In 1996, The World Monuments Fund included Angono Petroglyphs on its list of preservation projects and has helped with the installation of a drainage system and assigned a caretaker to protect the site. The site is also on the tentative list of UNESCO World Heritage Sites of the Philippines.

== Description ==

The Angono Petroglyphs is located in a shallow rock shelter. It measures 63 meters wide, 8 meters deep and a maximum height of 5 meters. It has been created due to faulting and formed in volcanic soil during the Quaternary period. There are 127 drawings in the form of animate and static figures of circular or dome-like head on top of a V-shaped torso distributed on a horizontal plane on the rock wall area measuring 25 meters by 3 meters. Only 51 of the total 127 drawings are distinct. Due to the complexity and plurality of the drawings, it is suggested that the drawings on the rock were not only created by a single individual. It is widely believed that the figures drawn on the walls are for healing purposes as the site is a dambana. Researchers have argued that the figures were medicinal and religious in function as they were made by ancestors to transfer the sickness of a child onto the limestone wall, thus, curing the child from ailments.

== Archaeological excavations ==
From October to November 1965, archaeological excavations, headed by Alfredo Evangelista, was done on the area of the rock shelter. Fragmented bits of earthenware, two pieces of obsidian flakes, two chert, flake stone tools, one stone core tool and polished stone adze with a blunted working edge were excavated in the rock shelter. The artifacts suggest that the site was used during the Neolithic age, or earlier than 2000 BC.
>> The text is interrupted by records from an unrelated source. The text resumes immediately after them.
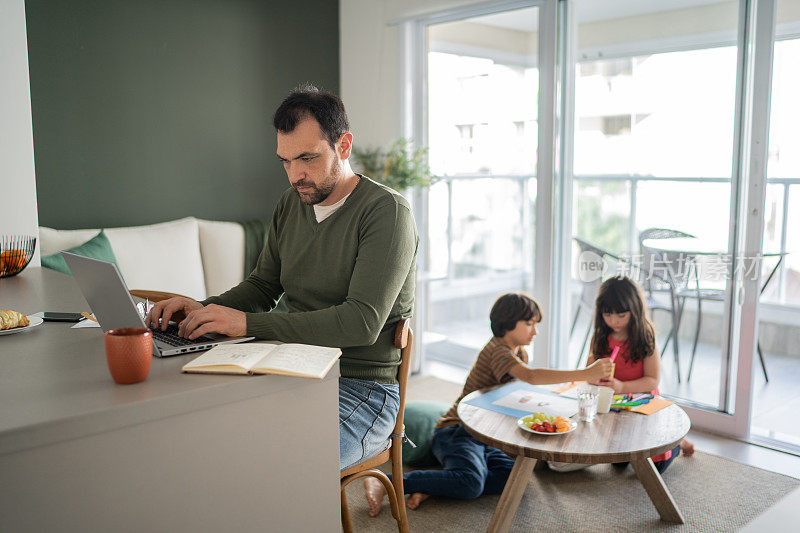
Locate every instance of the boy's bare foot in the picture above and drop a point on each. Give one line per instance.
(687, 447)
(375, 492)
(415, 499)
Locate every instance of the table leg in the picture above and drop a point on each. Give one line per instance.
(657, 490)
(512, 494)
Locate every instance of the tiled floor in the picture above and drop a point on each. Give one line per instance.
(776, 403)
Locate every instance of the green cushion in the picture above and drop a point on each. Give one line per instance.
(98, 247)
(420, 420)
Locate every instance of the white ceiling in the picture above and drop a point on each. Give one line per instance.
(527, 19)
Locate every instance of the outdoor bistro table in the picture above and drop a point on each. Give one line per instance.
(690, 247)
(610, 438)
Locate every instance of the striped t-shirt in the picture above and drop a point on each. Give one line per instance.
(491, 368)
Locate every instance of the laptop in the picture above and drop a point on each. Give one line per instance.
(106, 293)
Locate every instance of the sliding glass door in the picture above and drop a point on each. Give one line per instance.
(482, 131)
(654, 143)
(634, 131)
(776, 396)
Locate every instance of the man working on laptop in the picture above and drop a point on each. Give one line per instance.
(341, 249)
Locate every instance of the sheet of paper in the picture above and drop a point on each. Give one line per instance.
(534, 402)
(244, 355)
(301, 359)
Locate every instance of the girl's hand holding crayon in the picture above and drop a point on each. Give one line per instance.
(599, 370)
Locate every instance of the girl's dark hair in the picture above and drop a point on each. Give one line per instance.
(510, 309)
(307, 101)
(618, 295)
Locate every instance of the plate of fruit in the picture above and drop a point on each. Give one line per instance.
(544, 424)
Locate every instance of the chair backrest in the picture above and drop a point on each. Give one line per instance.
(403, 339)
(672, 268)
(590, 288)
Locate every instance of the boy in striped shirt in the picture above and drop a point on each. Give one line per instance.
(471, 468)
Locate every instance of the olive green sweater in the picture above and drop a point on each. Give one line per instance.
(346, 280)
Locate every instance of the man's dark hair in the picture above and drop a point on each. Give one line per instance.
(510, 309)
(307, 101)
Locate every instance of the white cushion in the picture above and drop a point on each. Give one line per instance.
(222, 249)
(161, 257)
(52, 241)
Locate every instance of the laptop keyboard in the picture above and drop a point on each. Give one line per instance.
(170, 336)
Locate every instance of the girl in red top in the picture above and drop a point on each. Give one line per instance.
(620, 320)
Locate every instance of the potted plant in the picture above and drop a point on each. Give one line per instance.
(400, 167)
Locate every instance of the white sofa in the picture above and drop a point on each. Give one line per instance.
(189, 256)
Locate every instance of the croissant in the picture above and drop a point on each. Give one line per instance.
(11, 319)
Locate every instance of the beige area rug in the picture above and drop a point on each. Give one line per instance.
(713, 493)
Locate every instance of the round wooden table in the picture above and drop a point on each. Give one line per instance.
(610, 438)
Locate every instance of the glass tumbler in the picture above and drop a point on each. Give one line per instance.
(587, 405)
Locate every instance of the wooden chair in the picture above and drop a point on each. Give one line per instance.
(403, 339)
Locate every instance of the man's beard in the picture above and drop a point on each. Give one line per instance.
(319, 192)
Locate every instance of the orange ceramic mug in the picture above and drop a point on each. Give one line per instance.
(129, 352)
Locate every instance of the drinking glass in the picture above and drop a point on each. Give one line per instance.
(587, 405)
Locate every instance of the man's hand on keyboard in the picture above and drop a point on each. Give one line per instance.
(213, 318)
(164, 310)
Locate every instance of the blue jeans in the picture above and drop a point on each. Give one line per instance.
(471, 468)
(367, 414)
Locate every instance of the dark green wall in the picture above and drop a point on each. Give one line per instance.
(151, 110)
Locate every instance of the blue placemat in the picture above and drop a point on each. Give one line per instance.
(485, 401)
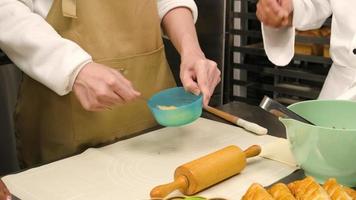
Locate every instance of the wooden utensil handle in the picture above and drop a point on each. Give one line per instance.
(162, 191)
(252, 151)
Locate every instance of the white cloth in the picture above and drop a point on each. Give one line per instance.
(36, 48)
(129, 169)
(311, 14)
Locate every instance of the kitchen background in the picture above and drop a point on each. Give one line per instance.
(229, 34)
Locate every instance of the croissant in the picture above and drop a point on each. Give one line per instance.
(335, 190)
(350, 192)
(257, 192)
(308, 189)
(280, 191)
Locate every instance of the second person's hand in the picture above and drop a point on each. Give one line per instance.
(99, 87)
(275, 13)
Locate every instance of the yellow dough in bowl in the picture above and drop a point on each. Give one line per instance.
(166, 107)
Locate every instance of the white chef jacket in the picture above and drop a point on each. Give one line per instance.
(311, 14)
(38, 50)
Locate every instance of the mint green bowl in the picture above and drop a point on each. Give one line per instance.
(188, 107)
(328, 149)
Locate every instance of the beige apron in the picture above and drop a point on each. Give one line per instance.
(124, 35)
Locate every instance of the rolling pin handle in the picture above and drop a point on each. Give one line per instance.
(252, 151)
(162, 191)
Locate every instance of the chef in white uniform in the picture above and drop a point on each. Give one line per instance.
(38, 50)
(279, 20)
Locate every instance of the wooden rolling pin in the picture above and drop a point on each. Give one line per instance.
(206, 171)
(255, 128)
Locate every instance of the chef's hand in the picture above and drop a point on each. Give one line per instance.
(199, 75)
(275, 13)
(99, 87)
(4, 192)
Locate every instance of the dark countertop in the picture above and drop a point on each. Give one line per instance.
(253, 114)
(257, 115)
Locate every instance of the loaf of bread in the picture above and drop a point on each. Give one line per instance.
(280, 191)
(308, 189)
(335, 190)
(305, 189)
(350, 192)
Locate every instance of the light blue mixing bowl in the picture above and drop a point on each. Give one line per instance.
(328, 149)
(188, 107)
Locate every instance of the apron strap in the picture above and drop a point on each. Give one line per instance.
(69, 8)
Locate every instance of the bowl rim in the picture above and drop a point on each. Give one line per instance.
(200, 97)
(322, 127)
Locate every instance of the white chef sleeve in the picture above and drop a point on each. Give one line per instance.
(278, 44)
(307, 14)
(37, 49)
(310, 14)
(164, 6)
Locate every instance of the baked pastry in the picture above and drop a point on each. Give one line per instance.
(335, 190)
(308, 189)
(257, 192)
(280, 191)
(350, 192)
In 2018, Jalandoni & Taçon proposed that the petroglyphs consist of two different phases created by different cultures. The older Phase 1 is composed of around 51 geometric shapes; including 11 disembodied vulva forms that are depicted as bisected triangles or ovals, small holes (cupules), and at least one human figure with bent elbows and knees. Phase 1 is believed to be created by Australo-Melanesian (Negrito) hunter-gatherers using stone tools.

Phase 2, on the other hand, modified Phase 1 petroglyphs by adding limbs, heads, and torsos to previous stick human figures. Some depicted as having horn-like or rectangular-shaped headdresses, while three were holding curved objects. Four of the human forms had a bowling pin shape, three had oval bodies, and one had a "fishtail" for legs. Phase 2 is much more recent, with much sharper edges and lines, and may have been carved by Austronesian hunter-gatherers.

Modern graffiti also contaminate the site, and there is a possibility that Phase 2 may also possibly be modern and carved by Philippine guerilla forces hiding in the caves during World War II.

== Management ==
The preservation and development of the Angono Petroglyphs is a collective effort of the National Museum of the Philippines, the Department of Tourism, World Monuments Fund, American Express and a Philippine real estate company.

It was first opened to the public in 1989, with a green-painted iron fence and a low concrete wall separating the rock wall from viewers. The previous landowner, Antipolo Properties Inc. donated the land directly in front of the shelter to the National Museum, and they also maintain access roads, cleared vegetation, and bore a tunnel through the ridge for easier access by tourists.

A viewing deck was installed by the National Museum in 1997. The site was closed for 14 months until October 2015 for renovations and the installation of a newer viewing deck. Graffiti by visitors is a problem. And though the site provides "visitor books" for guests to draw upon, these are rarely used as they are safeguarded by the National Museum staff. The tunnel leading to the area is not monitored and is also the site for graffiti by visitors, though these may have a positive impact as it channels away graffiti from the main site.

The site of the Angono Petroglyphs is developed as the Angono Branch of the National Museum showcasing the cultural and artistic heritage of the province of Rizal. Its collections include remains of giant turtle, tusks, fossils, molar of Elephas sp., tradeware ceramics and paintings.